There are only two conflation files: GeneProtein.txt and DrugChemical.txt, corresponding to the two currently supported conflation methods. Both files have the same format: a JSONL file where each entry is a list of clique leaders (i.e. the first identifier for a clique in the Compendia files) that should be combined under that conflation. For example, the following entry indicates that if either NCBIGene:2538 or UniProtKB:P35575 is queried with DrugChemical conflation turned on, then a combined clique of both identifiers should be returned.

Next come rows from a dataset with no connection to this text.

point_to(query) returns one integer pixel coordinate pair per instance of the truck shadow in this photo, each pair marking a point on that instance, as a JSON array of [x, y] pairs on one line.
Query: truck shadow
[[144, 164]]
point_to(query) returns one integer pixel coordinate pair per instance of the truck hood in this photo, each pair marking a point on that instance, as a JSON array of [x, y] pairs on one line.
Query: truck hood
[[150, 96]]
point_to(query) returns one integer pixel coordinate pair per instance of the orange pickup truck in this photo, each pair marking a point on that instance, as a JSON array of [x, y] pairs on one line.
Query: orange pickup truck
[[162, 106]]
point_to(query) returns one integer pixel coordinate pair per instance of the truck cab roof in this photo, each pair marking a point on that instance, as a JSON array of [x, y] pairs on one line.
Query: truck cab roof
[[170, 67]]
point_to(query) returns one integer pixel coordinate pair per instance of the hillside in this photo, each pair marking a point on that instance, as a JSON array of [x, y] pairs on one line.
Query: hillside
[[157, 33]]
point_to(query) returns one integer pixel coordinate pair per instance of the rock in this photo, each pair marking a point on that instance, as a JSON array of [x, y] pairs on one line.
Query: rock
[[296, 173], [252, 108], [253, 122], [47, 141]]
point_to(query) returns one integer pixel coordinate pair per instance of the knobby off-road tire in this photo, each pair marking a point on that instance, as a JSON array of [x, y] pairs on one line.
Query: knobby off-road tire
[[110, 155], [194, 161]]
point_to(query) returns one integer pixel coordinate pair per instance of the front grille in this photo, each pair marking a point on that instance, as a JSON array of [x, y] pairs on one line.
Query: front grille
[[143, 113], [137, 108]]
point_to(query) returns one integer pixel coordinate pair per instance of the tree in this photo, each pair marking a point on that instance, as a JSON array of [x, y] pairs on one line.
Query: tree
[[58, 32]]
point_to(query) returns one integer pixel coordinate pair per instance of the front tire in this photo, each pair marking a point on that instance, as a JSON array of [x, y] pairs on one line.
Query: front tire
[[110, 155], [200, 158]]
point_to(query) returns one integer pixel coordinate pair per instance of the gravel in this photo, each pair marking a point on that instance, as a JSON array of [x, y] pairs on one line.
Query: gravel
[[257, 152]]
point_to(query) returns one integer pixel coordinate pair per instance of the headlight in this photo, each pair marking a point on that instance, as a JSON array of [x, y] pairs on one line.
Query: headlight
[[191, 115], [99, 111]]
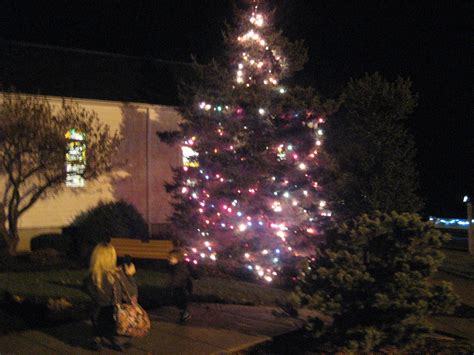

["NCBIGene:2538", "UniProtKB:P35575"]

Here is the response when normalizing UniProtKB:P35575 from NodeNorm when both DrugChemical conflation and individual types are turned on:

{
  "UniProtKB:P35575": {
    "id": {
      "identifier": "NCBIGene:2538",
      "label": "G6PC1"
    },
    "equivalent_identifiers": [
      {
        "identifier": "NCBIGene:2538",
        "label": "G6PC1",
        "type": "biolink:Gene"
      },
      {
        "identifier": "ENSEMBL:ENSG00000131482",
        "label": "G6PC1 (Hsap)",
        "type": "biolink:Gene"
      },
      {
        "identifier": "HGNC:4056",
        "label": "G6PC1",
        "type": "biolink:Gene"
      },
      {
        "identifier": "OMIM:613742",
        "type": "biolink:Gene"
      },
      {
        "identifier": "UMLS:C1414892",
        "label": "G6PC1 gene",
        "type": "biolink:Gene"
      },
      {
        "identifier": "UniProtKB:P35575",
        "label": "G6PC1_HUMAN Glucose-6-phosphatase catalytic subunit 1 (sprot)",
        "type": "biolink:Protein"
      },
      {
        "identifier": "PR:P35575",
        "label": "glucose-6-phosphatase catalytic subunit 1 (human)",
        "type": "biolink:Protein"
      },
      {
        "identifier": "UMLS:C4549614",
        "label": "G6PC1 protein, human",
        "type": "biolink:Protein"
      }
    ],
    "type": [
      "biolink:Gene",
      "biolink:GeneOrGeneProduct",
      "biolink:GenomicEntity",
      "biolink:ChemicalEntityOrGeneOrGeneProduct",
      "biolink:PhysicalEssence",
      "biolink:OntologyClass",
      "biolink:BiologicalEntity",
      "biolink:ThingWithTaxon",
      "biolink:NamedThing",
      "biolink:PhysicalEssenceOrOccurrent",
      "biolink:MacromolecularMachineMixin",
      "biolink:Protein",
      "biolink:GeneProductMixin",
      "biolink:Polypeptide",
      "biolink:ChemicalEntityOrProteinOrPolypeptide"
    ],
    "information_content": 88.2
  }
}

Note that this includes both biolink:Gene identifiers (such as HGNC:4056) and biolink:Protein identifiers (such as UniProtKB:P35575).